Tuesday 7 April 2009

Half a US Great Depression, every bit a world one

The first half of the title comes from Paul Krugman, in his comparison of this recession against the Great Depression, finding it half as bad (how big does something have to be to acquire capital letters?). It should be noted that the peak date presaged a long slow decline, which is important for comparing the implications with those below).

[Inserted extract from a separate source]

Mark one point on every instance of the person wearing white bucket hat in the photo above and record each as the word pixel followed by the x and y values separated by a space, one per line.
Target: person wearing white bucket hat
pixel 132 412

The second half of the title comes from this report, hat tip to the Economist's Free Exchange blog.
In summary, for the world as a whole, industrial output is falling in just the same way that it did in 1929-30, the stockmarkets are falling FASTER as is the volume of world trade (albeit from a higher base, but without the help of protectionism). They also assess the policy responses of leading economies and find that central banks were equally slow (6 months after peak industrial production) to cut rates, but that they have cut them further, despite starting from a lower base (this uses the Fed, Bank of England, ECB and the central banks of Japan, Sweden and Poland, and although it doesn't explicitly say it, I must assume Germany and France for the earlier response details - it says 7 countries). It predicts that policymakers won't repeat the 1931-2 error of hiking rates to maintain gold parity (or these days, dollar parity). It shows also that the money supply (this time across 19 countries, I assume this disparity is due to data availability) had risen far faster over the period 2004-08 than in 1925-1929. They believe that the money supply has continued to rise (despite quantitative easing, this is not automatic, since most money is created through lending, not printing) which it didn't in 1929 (before catastrophically collapsing in 1931). Finally, they show that fiscal stimuli offered by governments have been much greater than they were.

Basically, they summarise that the situation is FAR worse than 1929-31, but that our collective response has been much better, so things might end up worse, or not quite as bad as the 1930s.

My view: we're doomed (but then I'm not very good at prediction).